Bitcoiner Senator, Cynthia Lummis, Is Planning to Bring In A New Crypto Bill Next Year

Wyoming Republican Senator Cynthia Lummis plans to introduce a comprehensive bill next year covering tax taxation of digital assets and their categorization to consumer protections.

Lummis, who is also a Bitcoiner and one of the most vocal crypto advocates, will also be pitching Congress on creating a crypto regulatory body under the joint jurisdiction of the Securities and Exchange Commission (SEC) and the Commodity Futures Trading Commission (CFTC) to oversee the digital asset market, as part of the digital asset policy bill.

If the bill is enacted, it would provide regulators with clear guidance on asset categorization, regulate stablecoins, and offer consumer protection.

As the crypto market goes mainstream, the regulatory scrutiny of the space has gone up as authorities around the world work on guidelines to regulate the sector.

FTX CEO Sam Bankman-Fried, however, doesn’t expect legislative action to be the immediate answer for “regulatory clarity” as it’s “pretty hard right now to get things through Congress.”

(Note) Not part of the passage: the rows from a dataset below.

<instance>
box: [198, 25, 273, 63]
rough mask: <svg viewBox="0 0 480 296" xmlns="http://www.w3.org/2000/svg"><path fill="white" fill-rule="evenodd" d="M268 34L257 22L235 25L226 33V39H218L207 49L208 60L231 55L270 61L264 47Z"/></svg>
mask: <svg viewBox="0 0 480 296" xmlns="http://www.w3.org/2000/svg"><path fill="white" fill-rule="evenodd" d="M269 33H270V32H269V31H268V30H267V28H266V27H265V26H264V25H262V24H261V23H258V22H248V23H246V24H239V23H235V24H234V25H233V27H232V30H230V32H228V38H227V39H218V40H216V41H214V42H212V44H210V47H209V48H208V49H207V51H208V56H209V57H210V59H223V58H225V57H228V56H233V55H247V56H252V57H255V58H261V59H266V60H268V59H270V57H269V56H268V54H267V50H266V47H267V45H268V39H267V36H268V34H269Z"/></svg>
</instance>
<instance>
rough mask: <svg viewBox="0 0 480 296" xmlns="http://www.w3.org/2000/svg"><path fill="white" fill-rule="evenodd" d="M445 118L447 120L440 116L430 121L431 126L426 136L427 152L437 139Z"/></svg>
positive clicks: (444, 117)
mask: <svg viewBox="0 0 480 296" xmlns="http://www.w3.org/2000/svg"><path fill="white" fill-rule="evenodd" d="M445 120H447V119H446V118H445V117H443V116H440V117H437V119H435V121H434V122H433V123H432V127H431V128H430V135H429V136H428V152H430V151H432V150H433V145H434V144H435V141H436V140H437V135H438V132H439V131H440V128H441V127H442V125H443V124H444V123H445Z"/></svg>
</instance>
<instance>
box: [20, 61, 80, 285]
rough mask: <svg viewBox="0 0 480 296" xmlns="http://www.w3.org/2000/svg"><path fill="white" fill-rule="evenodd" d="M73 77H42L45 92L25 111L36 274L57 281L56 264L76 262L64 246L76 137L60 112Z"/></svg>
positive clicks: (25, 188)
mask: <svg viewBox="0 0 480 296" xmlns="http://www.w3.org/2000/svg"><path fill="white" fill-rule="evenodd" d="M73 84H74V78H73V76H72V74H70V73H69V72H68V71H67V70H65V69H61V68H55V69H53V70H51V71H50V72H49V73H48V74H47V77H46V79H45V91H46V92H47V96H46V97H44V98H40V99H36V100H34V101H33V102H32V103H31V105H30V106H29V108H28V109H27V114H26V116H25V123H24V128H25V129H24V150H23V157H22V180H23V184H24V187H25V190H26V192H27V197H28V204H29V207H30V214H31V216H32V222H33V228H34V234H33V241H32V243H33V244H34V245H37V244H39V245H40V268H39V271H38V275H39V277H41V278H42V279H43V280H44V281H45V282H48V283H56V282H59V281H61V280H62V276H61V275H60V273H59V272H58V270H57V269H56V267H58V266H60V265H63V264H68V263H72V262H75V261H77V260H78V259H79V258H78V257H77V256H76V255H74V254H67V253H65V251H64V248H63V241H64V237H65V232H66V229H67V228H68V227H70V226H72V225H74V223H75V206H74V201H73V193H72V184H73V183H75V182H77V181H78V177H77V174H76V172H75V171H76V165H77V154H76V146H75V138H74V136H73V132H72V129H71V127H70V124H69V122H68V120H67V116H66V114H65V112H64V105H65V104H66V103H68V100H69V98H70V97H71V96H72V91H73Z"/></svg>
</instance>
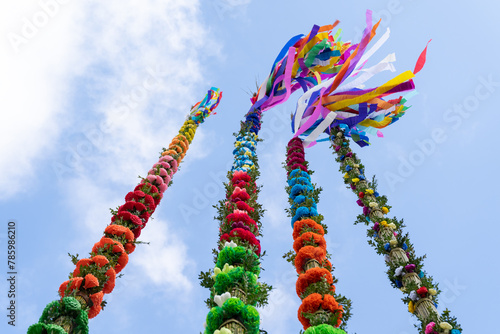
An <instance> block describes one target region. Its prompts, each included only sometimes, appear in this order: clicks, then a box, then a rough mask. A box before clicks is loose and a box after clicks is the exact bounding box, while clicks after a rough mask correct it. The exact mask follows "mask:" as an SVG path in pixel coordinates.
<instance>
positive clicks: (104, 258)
mask: <svg viewBox="0 0 500 334" xmlns="http://www.w3.org/2000/svg"><path fill="white" fill-rule="evenodd" d="M92 261H94V263H95V264H97V266H98V267H99V268H102V267H104V266H105V265H107V264H108V263H109V260H108V259H107V258H106V257H105V256H104V255H96V256H94V257H93V258H92Z"/></svg>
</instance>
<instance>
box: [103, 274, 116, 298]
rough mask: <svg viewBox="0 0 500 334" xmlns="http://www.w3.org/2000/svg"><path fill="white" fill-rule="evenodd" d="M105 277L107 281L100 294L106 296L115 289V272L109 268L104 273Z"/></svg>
mask: <svg viewBox="0 0 500 334" xmlns="http://www.w3.org/2000/svg"><path fill="white" fill-rule="evenodd" d="M106 276H107V277H108V280H107V281H106V283H104V287H103V288H102V292H103V293H106V294H107V293H111V292H112V291H113V289H114V288H115V281H116V272H115V270H114V269H113V268H109V269H108V271H106Z"/></svg>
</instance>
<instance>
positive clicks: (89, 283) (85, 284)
mask: <svg viewBox="0 0 500 334" xmlns="http://www.w3.org/2000/svg"><path fill="white" fill-rule="evenodd" d="M96 286H99V280H98V279H97V277H95V276H94V275H92V274H87V275H85V285H84V286H83V287H84V288H85V289H90V288H95V287H96Z"/></svg>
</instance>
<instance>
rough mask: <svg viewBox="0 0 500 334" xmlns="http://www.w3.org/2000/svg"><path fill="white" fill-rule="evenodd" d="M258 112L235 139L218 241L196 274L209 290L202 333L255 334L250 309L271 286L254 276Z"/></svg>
mask: <svg viewBox="0 0 500 334" xmlns="http://www.w3.org/2000/svg"><path fill="white" fill-rule="evenodd" d="M260 118H261V112H260V110H258V109H257V110H254V111H251V112H249V113H248V114H247V116H246V120H245V122H242V123H241V130H240V131H239V133H237V134H235V135H236V142H235V149H234V151H233V154H234V163H233V167H232V169H231V171H230V172H229V173H228V183H226V184H225V187H226V199H224V200H221V201H219V203H218V205H217V206H216V208H217V209H218V217H216V219H217V220H218V221H219V227H220V228H219V241H218V249H214V250H213V253H214V262H215V268H214V270H213V271H212V270H209V271H208V272H202V273H201V274H200V280H201V283H200V284H201V286H203V287H206V288H208V289H210V298H208V299H207V300H206V302H205V303H206V304H207V306H208V307H209V308H210V311H209V313H208V315H207V319H206V324H205V333H206V334H213V333H226V334H229V333H233V334H236V333H249V334H257V333H259V326H260V317H259V313H258V311H257V310H256V308H255V307H260V306H264V305H266V304H267V300H268V296H269V291H270V290H271V289H272V287H271V286H269V285H267V284H265V283H260V282H258V278H259V275H260V270H261V267H260V261H261V258H262V256H264V253H261V247H260V241H259V240H258V239H257V237H259V236H262V224H261V217H262V213H263V210H262V207H261V205H260V204H259V203H257V198H258V194H259V191H260V189H259V187H257V184H256V181H257V179H258V177H259V169H258V168H259V166H258V162H257V155H256V153H255V150H256V146H257V142H258V137H257V134H258V131H259V129H260V124H261V123H260Z"/></svg>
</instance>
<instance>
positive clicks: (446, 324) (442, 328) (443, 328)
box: [439, 322, 453, 333]
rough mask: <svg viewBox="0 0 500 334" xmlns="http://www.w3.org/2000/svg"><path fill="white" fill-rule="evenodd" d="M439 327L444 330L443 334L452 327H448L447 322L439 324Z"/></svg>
mask: <svg viewBox="0 0 500 334" xmlns="http://www.w3.org/2000/svg"><path fill="white" fill-rule="evenodd" d="M439 327H441V328H442V329H444V330H445V333H448V331H450V330H452V329H453V326H452V325H450V324H449V323H447V322H442V323H440V324H439Z"/></svg>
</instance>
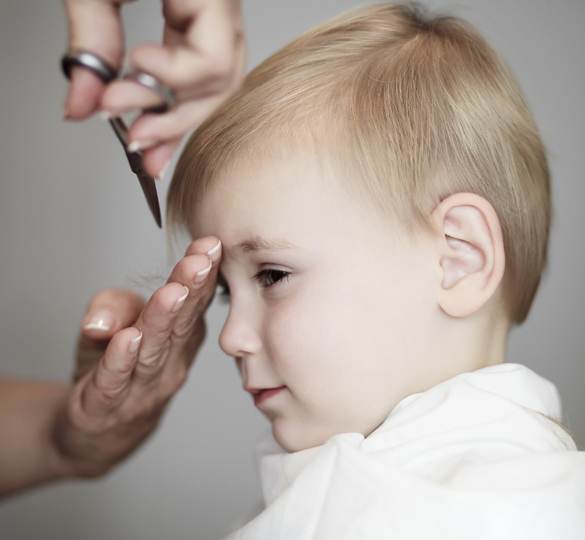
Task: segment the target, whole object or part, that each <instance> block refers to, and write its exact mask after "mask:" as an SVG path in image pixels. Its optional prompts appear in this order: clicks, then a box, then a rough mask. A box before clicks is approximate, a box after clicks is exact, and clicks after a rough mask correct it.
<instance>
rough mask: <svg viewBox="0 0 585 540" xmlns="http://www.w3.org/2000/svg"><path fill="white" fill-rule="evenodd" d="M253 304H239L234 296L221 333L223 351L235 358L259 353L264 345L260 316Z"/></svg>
mask: <svg viewBox="0 0 585 540" xmlns="http://www.w3.org/2000/svg"><path fill="white" fill-rule="evenodd" d="M254 311H255V310H254V308H253V307H252V306H245V305H237V304H236V303H235V302H234V299H233V297H232V303H231V304H230V311H229V314H228V318H227V320H226V321H225V324H224V325H223V329H222V331H221V333H220V335H219V346H220V347H221V349H222V351H223V352H225V353H226V354H227V355H229V356H233V357H234V358H241V357H244V356H249V355H251V354H257V353H258V352H259V351H260V349H261V347H262V340H261V339H260V334H259V332H258V323H259V316H258V314H257V313H254Z"/></svg>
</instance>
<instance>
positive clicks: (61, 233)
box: [0, 0, 585, 540]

“There will be substantial fleshing out of the crypto regulatory systems over the next few years,” he told CNBC.

Meanwhile, Jeremy Allaire, CEO of Circle, the issuer of USDC stablecoin, says the biggest threat to crypto will be “incoherent and inconsistent, hastily formed regulations and policy.”

But he believes there is a bipartisan recognition that this new technology presents a competitive advantage to the US as such “laws will come quicker than many people expect.”

According to Brian Brooks, the former Acting Comptroller of the Currency, the level of innovation and activity in the space is too big to ignore. In 2022, “the need for clear regulatory action that creates a sustainable framework to allow crypto and Web 3 to grow in the United States will reach its tipping point.”

Meanwhile, in the UK, the advertising watchdog warned Arsenal over ads for its “fan tokens.” The Advertising Standards Agency (ASA) said earlier in the week that two ads posted by Arsenal in August were “misleading” as the risk of trading crypto, that they aren't regulated in the region, and their potential tax implications were not made clear.

The agency has said that the ads must not appear in the same form again. “Cryptoassets are a red-alert priority issue for us,” a spokesperson said. “We won’t hesitate to take action against ads that break our rules.”

In other parts of the world, India, “The Cryptocurrency and Regulation of Official Digital Currency Bill, 2021? which was expected to be discussed in the winter session of Parliament, which ended Dec. 22, was dropped in the final days of the session and won’t be coming until at least after April, next year.

The government reportedly “wants to hold wider consultations on the matter.”